Relief for back pain & Osteoarthritis

Vertebroplasty and kyphoplasty are similar minimally invasive surgical procedures aimed at relieving back pain caused by vertebral compression fractures and instability of the spine. Instability of the spinal column can occur as a result of an accident, falling from high heights, excessive trauma, or osteoarthritis; among others. Trauma that causes spinal instability can result in more pain and the risk of more severe injuries to your spinal cord, such as; vertebral compression fractures, burst fractures, or fracture dislocations.

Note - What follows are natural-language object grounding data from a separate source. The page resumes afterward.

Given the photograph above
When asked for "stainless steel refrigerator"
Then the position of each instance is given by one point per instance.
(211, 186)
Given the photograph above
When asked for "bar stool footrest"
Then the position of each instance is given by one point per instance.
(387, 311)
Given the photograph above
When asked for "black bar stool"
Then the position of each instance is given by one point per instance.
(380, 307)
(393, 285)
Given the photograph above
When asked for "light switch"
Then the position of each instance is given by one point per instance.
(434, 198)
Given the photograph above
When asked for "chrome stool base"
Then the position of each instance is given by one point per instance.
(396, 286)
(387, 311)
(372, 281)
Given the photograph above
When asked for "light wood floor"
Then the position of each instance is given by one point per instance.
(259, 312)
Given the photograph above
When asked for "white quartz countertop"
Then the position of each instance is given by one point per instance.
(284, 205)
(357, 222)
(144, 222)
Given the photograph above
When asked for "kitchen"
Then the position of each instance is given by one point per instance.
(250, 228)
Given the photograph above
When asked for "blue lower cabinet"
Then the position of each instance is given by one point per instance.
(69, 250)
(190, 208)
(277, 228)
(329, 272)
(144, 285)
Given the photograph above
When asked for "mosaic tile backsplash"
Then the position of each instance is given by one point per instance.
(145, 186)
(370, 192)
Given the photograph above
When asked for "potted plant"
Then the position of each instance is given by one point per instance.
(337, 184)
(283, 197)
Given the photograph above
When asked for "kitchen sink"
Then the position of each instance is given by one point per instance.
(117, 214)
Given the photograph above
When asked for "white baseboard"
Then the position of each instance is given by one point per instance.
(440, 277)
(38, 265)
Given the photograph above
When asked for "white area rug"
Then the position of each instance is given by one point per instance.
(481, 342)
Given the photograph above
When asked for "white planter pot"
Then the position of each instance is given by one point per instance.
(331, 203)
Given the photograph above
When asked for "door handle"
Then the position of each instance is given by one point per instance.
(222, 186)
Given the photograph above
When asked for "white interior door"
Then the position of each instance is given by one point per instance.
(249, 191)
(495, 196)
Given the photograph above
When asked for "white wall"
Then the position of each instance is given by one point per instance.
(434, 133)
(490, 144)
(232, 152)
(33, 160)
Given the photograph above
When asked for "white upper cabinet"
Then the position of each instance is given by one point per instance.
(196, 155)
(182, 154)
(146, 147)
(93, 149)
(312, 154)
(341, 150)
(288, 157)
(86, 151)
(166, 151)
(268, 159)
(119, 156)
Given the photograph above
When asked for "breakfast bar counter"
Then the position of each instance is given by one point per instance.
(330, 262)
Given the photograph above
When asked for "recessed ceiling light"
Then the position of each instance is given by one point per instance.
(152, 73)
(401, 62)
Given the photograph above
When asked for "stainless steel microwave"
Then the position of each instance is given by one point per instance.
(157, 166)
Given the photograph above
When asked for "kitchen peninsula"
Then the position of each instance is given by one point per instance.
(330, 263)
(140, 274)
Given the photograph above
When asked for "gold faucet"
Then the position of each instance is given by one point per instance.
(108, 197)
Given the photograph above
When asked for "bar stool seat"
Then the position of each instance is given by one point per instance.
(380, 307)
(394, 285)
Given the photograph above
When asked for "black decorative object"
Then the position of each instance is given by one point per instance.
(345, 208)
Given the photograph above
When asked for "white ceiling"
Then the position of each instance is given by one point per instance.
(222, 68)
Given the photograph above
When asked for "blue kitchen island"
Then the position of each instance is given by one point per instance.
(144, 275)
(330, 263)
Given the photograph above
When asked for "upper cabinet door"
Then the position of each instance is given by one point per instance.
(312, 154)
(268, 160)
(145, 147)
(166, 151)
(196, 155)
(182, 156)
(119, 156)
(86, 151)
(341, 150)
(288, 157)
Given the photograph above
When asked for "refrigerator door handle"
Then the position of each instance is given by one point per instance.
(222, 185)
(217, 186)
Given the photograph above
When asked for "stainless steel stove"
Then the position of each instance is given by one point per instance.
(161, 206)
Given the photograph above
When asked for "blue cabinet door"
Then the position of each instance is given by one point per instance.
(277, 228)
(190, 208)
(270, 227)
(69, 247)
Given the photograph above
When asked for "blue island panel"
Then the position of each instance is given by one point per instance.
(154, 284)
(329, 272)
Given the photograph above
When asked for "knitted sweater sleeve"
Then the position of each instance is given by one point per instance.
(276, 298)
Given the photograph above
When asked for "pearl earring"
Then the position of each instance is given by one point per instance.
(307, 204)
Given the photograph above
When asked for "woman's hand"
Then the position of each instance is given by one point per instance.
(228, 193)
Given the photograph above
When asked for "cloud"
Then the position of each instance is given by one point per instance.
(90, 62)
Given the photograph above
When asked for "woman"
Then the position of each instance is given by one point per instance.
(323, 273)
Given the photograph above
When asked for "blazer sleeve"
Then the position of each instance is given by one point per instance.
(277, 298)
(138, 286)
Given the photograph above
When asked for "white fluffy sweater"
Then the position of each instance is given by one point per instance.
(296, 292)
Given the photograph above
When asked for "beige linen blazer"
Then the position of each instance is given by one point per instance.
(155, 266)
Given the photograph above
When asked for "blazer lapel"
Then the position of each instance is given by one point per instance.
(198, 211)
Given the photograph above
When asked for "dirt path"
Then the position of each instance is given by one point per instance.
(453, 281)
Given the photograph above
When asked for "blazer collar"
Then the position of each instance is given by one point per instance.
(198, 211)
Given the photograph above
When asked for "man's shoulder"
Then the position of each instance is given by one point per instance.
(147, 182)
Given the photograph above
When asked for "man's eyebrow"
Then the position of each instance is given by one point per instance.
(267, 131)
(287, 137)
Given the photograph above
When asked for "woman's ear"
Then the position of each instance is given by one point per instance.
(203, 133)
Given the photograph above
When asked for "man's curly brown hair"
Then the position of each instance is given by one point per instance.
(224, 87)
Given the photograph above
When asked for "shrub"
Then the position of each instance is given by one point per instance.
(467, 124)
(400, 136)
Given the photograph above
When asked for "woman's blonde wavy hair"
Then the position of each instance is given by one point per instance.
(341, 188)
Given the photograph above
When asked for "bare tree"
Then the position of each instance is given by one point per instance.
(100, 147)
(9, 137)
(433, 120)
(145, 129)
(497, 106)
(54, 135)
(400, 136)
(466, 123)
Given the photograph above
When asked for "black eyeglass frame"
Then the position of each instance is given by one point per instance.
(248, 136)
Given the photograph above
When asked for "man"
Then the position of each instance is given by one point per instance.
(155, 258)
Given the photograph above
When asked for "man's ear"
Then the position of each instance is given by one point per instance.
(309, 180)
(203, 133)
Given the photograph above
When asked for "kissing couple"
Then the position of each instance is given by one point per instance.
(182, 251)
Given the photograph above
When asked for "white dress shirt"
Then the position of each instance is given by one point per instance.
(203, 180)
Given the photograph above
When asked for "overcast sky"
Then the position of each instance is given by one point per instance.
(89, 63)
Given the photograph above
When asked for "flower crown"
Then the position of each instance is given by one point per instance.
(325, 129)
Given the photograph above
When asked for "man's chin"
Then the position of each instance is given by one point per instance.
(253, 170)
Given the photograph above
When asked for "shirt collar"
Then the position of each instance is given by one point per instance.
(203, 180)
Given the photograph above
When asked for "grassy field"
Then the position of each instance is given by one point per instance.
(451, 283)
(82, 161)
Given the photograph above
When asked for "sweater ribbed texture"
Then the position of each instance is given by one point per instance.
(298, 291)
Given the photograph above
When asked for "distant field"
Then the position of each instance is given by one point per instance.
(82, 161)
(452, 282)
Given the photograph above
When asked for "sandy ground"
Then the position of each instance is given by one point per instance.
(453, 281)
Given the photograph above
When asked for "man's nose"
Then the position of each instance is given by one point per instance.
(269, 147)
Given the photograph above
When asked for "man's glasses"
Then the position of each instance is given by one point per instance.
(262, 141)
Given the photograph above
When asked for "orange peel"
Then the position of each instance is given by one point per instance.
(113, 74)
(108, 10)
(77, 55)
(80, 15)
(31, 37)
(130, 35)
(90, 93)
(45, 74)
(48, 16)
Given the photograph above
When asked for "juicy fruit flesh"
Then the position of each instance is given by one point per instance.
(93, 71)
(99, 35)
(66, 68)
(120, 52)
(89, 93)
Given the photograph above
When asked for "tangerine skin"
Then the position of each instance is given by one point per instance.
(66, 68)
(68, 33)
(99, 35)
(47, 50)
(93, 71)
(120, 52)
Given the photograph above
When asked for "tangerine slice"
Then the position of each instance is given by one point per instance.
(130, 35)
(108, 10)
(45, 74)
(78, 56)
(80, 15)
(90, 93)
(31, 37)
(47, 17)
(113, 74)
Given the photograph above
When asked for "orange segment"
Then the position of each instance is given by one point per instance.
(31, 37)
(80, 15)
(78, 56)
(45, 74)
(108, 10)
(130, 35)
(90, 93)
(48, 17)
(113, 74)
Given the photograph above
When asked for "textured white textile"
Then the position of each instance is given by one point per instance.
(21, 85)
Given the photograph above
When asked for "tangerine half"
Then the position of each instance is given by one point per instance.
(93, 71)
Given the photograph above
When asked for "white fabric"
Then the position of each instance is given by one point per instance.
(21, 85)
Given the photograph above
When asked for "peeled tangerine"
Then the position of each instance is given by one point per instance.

If you’re suffering from back pain then vertebroplasty or kyphoplasty may be the optimal minimally invasive surgical procedure for you.

Vertebroplasty

Vertebroplasty is a surgical technique that involves injecting low viscosity cement (aka:“bone cement”) into a fractured vertebrae. After the cement hardens the spinal column stabilizes, resulting in partial or complete elimination of pain. This procedure was developed in France in 1984 and was first introduced in the US in 1994.

Kyphoplasty

Kyphoplasty is a form of vertebroplasty, and is a similar method of treating vertebral fractures. Kyphoplasty is so named because the procedure attempts to reduce the kyphosis that results from vertebral body collapse. During kyphoplasty an inflatable bone tamp or balloon is inserted to aid in restoring the original height of the vertebral body. Like vertebroplasty, kyphoplasty fills cavities with bone cement leading to increased stability and preventing the vertebra from re-collapsing.

Summary

When pain persists from compression fractures or similar trauma related injuries vertebroplasty or kyphoplasty are two procedures that may considered. Both procedures boast success rates over 90% of the time in decreasing or eliminating pain associated with vertebral compression fractures. However, in rare situations fusion surgery may be the most appropriate solution. The success of vertebroplasty and kyphoplasty is greater when performed within 2 months of the sustained fracture.